Toujours avec son petit air un peu haut perché et caricatural néanmoins ! Il faut dire que Sebastian était typiquement ce genre d’homme qui n’aimait péter nulle part ailleurs que dans la soie, comme on dit ! Alors ça lui allait bien d’avoir ce secrétaire décidément ! Quant à la journée qu’il avait grappillé, Magnus ne pourrait dire à quel point Sebastian avait l’air d’être à deux doigts de lui sauter à la gorge sans pour autant y venir. Il comprenait sa colère, sa rancune, son amertume. Mais malgré tout ça, tout n’avait pas complètement changé, il le sentait bien.

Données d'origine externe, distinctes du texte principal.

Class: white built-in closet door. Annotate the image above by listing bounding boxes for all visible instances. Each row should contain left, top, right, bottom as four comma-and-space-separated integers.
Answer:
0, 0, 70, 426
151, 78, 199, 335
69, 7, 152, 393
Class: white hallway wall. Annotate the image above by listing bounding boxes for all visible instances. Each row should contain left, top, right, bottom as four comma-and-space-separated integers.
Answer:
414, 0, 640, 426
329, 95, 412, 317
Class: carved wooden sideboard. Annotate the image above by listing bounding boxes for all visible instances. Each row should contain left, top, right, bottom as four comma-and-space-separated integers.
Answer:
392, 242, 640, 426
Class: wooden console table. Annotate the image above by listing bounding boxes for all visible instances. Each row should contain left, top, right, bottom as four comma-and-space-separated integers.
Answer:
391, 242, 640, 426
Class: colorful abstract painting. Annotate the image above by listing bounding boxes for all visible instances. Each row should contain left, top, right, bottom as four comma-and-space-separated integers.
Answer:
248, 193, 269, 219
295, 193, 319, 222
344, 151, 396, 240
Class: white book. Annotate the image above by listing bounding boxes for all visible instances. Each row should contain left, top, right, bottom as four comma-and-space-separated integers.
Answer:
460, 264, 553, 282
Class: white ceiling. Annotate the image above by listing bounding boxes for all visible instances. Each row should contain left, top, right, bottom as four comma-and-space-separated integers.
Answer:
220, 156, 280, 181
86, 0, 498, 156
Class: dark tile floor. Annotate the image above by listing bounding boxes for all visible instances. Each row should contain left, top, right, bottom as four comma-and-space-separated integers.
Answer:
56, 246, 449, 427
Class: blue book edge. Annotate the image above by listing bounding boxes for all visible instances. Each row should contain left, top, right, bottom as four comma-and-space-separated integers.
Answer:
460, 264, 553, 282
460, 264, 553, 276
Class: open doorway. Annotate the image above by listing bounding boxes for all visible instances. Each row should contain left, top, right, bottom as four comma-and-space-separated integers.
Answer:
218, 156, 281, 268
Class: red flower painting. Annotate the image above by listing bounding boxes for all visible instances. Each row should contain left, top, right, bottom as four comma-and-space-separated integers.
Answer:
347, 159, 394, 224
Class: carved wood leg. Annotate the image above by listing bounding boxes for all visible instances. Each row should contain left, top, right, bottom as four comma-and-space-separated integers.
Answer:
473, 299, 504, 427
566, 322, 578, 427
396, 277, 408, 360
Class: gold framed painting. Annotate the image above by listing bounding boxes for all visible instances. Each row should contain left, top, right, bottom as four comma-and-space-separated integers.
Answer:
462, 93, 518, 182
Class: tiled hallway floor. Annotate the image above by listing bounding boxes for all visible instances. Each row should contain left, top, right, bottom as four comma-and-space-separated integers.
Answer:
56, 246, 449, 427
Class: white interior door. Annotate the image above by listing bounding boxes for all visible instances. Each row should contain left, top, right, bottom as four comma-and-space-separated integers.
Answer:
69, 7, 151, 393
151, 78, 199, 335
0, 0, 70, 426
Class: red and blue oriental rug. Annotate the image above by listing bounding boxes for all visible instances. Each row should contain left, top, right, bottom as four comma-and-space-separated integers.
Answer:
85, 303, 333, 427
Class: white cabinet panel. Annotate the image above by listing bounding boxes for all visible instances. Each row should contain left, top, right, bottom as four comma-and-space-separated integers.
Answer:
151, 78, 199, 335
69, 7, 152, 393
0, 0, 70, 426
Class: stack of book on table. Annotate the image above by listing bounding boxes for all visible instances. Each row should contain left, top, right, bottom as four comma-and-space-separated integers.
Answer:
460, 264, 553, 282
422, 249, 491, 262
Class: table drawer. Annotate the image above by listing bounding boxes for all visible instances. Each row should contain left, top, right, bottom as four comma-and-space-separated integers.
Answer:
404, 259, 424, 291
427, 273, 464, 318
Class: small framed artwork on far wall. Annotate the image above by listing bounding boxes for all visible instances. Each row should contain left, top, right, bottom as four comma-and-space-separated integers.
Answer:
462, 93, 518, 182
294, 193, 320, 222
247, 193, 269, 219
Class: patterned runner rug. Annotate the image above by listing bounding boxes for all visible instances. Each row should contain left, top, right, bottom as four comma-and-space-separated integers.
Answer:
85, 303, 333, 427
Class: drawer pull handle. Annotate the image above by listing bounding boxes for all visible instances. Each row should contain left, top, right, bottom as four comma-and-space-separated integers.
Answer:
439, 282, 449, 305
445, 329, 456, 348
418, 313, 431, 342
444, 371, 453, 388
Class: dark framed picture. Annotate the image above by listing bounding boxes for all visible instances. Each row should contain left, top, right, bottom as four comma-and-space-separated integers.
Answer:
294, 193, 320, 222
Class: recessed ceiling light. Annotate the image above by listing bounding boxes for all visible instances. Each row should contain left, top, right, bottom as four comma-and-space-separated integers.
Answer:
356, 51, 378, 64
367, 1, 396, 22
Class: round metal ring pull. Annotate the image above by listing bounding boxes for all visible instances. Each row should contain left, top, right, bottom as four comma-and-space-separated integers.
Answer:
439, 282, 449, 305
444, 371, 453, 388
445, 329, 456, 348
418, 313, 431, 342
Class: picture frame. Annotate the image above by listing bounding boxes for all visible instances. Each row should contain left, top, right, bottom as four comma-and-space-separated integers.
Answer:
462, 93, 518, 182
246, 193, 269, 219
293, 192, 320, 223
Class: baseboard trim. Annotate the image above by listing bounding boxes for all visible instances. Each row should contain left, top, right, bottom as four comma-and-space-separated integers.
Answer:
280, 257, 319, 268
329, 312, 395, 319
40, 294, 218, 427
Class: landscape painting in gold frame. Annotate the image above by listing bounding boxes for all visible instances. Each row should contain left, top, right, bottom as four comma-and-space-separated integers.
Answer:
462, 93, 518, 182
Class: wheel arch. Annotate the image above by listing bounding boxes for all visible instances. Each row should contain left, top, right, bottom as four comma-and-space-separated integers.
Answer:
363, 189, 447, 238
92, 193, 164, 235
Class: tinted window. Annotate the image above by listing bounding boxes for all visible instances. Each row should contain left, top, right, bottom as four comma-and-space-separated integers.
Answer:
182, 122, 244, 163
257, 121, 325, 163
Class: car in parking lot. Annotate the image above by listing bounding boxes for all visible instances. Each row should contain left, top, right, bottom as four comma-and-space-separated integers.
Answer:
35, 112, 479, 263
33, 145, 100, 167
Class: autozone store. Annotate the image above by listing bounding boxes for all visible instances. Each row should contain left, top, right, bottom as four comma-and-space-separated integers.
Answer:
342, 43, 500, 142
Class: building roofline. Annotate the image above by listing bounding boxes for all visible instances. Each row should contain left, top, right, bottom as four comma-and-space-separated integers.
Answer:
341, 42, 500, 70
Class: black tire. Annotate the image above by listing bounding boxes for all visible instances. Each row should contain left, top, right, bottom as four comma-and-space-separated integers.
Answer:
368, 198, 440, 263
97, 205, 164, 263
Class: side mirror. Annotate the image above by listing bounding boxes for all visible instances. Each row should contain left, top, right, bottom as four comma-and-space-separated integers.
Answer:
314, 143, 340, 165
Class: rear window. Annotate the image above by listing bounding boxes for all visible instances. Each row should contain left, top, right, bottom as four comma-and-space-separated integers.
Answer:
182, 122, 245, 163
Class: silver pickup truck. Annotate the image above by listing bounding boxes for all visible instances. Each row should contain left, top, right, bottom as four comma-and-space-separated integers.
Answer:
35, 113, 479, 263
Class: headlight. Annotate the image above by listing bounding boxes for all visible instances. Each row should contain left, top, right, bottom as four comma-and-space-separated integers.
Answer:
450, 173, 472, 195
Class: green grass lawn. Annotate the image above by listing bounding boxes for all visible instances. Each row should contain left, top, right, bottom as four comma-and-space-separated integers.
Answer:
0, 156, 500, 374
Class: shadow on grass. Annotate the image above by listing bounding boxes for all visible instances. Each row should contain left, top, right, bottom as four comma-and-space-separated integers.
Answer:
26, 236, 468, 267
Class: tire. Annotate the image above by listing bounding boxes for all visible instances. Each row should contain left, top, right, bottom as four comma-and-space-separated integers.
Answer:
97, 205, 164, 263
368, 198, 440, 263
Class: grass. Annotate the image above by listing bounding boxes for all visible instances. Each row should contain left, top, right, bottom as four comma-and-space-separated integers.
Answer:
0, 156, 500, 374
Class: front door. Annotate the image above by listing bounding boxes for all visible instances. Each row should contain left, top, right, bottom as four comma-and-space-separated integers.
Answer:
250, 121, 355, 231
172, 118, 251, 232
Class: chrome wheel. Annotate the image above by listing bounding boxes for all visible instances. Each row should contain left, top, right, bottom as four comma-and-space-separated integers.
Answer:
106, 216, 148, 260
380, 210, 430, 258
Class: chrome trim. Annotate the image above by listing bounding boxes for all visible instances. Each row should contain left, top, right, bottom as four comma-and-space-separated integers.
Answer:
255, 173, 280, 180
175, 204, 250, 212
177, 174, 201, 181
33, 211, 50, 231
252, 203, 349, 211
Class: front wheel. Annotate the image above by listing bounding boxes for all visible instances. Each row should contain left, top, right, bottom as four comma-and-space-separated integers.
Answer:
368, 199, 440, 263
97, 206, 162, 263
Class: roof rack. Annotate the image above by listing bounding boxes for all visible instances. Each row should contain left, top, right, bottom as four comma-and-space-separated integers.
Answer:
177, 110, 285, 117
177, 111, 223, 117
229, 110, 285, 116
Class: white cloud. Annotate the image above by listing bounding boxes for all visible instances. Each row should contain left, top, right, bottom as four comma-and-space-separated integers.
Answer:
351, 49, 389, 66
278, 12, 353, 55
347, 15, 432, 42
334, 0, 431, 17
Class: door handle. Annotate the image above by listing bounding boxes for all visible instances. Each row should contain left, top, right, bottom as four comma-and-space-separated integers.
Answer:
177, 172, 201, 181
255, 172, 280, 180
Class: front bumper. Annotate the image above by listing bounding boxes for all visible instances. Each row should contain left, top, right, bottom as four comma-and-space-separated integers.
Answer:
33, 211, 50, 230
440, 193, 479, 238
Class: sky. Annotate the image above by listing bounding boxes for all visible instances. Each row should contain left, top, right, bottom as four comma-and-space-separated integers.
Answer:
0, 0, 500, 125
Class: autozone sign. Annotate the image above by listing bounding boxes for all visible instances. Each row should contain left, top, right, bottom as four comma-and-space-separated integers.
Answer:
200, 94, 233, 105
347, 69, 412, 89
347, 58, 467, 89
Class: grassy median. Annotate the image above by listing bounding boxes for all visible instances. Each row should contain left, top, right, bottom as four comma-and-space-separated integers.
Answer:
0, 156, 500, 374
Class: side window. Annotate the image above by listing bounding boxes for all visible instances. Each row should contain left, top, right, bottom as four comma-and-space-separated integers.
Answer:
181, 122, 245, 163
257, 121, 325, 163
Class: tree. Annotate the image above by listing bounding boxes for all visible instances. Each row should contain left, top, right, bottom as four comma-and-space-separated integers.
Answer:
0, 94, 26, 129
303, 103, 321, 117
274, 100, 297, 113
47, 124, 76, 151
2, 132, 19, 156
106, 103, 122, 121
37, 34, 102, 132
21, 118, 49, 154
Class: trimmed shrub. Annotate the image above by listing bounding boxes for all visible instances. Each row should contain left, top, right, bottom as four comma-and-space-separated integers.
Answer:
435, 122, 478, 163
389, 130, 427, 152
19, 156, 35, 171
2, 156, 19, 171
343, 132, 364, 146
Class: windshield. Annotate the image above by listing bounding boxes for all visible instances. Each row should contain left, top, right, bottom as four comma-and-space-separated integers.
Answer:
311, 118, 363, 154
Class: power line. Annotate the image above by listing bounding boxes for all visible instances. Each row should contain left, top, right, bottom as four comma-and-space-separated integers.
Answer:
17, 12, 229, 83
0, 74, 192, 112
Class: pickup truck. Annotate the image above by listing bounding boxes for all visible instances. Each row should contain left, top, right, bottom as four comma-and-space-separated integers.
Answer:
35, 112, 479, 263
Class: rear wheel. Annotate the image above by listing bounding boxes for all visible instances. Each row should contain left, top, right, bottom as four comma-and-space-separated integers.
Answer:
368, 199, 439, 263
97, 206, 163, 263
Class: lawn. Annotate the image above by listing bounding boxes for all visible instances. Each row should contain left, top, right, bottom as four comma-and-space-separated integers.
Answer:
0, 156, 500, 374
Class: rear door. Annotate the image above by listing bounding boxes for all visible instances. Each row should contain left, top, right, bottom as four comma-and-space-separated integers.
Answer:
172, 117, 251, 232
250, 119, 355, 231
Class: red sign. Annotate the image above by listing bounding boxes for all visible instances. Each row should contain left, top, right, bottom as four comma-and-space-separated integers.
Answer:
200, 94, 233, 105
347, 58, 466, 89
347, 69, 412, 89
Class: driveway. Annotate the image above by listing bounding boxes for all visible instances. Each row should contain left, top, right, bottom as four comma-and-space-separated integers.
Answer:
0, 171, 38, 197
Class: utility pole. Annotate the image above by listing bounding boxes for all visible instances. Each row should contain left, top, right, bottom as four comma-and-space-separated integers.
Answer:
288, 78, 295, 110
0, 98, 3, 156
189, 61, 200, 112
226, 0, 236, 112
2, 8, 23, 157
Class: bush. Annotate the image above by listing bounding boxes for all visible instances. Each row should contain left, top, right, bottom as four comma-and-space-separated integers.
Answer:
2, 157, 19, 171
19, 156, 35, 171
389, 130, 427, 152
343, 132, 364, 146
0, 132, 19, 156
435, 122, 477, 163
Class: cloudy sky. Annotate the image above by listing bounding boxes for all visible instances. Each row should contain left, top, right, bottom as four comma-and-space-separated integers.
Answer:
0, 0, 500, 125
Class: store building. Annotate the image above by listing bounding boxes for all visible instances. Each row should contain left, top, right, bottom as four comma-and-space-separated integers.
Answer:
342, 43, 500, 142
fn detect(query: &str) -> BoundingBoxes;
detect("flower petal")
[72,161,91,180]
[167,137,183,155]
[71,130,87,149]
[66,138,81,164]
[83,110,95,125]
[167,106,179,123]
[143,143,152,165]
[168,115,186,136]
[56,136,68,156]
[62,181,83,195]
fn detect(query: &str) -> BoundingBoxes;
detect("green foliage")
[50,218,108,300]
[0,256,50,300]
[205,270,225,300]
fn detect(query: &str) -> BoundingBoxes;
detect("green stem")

Un sourire se peint sur les lèvres de Magnus à propos de la cuisine. Sebastian le connaissait vraiment bien. De fait il ne tergiverse pas, acquiesçant en convenant :

« Il faudrait quelques réaménagement. Et de quoi ranger les casseroles et les poêles en batterie de chaque côté, pour plus de praticité. »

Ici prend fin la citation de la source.